# Applied Machine Learning (INFR11211)

# Lab 1: Classification

In this lab we work with a spam filtering dataset. We will learn how to perform classification tasks using Naive Bayes and Logistic Regression. For this, we will use the the packages introduced in Lab 0, and `scikit-learn` package (`sklearn`): a machine learning library for Python which works with numpy array, and pandas DataFrame objects.

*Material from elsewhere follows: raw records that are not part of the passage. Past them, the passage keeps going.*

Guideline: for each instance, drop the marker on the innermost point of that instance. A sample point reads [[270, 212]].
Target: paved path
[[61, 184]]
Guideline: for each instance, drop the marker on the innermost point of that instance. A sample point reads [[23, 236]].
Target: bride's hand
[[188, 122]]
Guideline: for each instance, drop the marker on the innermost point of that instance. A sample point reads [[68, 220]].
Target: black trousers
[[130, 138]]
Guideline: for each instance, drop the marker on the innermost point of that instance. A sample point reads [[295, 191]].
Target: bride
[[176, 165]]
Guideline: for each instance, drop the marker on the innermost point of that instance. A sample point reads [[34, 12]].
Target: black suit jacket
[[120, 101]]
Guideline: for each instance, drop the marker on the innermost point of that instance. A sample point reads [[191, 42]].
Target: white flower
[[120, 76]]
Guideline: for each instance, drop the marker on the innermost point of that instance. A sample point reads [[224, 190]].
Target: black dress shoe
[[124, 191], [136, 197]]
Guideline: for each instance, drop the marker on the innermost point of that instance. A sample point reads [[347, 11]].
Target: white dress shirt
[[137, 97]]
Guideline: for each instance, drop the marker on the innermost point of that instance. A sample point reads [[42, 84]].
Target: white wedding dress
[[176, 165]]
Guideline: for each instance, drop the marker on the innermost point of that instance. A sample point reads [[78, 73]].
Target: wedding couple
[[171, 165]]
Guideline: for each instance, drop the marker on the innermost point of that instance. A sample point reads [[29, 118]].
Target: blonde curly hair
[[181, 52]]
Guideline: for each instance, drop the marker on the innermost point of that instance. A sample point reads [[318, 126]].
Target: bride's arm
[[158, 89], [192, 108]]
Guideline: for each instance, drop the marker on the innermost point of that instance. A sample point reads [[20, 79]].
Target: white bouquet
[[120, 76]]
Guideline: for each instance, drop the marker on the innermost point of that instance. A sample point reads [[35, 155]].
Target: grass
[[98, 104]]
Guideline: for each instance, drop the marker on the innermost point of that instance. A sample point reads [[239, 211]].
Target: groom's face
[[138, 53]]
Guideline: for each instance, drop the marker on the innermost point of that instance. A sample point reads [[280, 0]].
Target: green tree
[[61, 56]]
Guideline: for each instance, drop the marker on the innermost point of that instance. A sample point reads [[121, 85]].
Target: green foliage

**Please Note**: Throughout this lab we make reference to [`methods`](https://en.wikipedia.org/wiki/Method_%28computer_programming%29) for specific objects e.g. "make use of the predict method of the MultinomialNB classifier". If you get confused, refer to the documentation and just ctrl+f for the object concerned:
* [Scikit-learn API documentation](https://scikit-learn.org/stable/modules/classes.html) 
* [Seaborn API documentation](https://seaborn.github.io/api.html)
* [Matplotlib Pyplot documentation](https://matplotlib.org/stable/api/pyplot_summary.html)
* [Pandas API documentation](https://pandas.pydata.org/pandas-docs/version/1.5.3/reference/index.html)
* [Numpy documentation](https://numpy.org/doc/stable/)

There are also tonnes of great examples online; googling key words with the word "example" will serve you well. However, note that sometimes examples online will use different version of the packages. 

First, we need to import the packages (run all the code cells as you read along):

In [1]:
# Import packages
import os
import numpy as np
import pandas as pd
import matplotlib.pyplot as plt
import seaborn as sns
from sklearn.naive_bayes import MultinomialNB
from sklearn.linear_model import LogisticRegression
from sklearn.metrics import accuracy_score
%matplotlib inline

*Clarification*:

* The `%matplotlib inline` command is a special ipython [built in magic command](http://ipython.readthedocs.io/en/stable/interactive/magics.html) which forces the matplotlib plots to be rendered within the notebook.

## Spambase dataset

The [Spambase](http://archive.ics.uci.edu/ml/datasets/Spambase) classification dataset consists of tagged emails from a single email account. You should read through the description available for this data to get a feel for what you're dealing with. We have downloaded the dataset for you.

You will find the dataset located at `./datasets/spambase.csv` (the `datasets` directory is adjacent to this file). Execute the cell below to load the csv into in a pandas DataFrame object. 

In [2]:
# Load the dataset
data_path = os.path.join(os.getcwd(), 'datasets', 'spambase.csv')
spambase = pd.read_csv(data_path, delimiter = ',')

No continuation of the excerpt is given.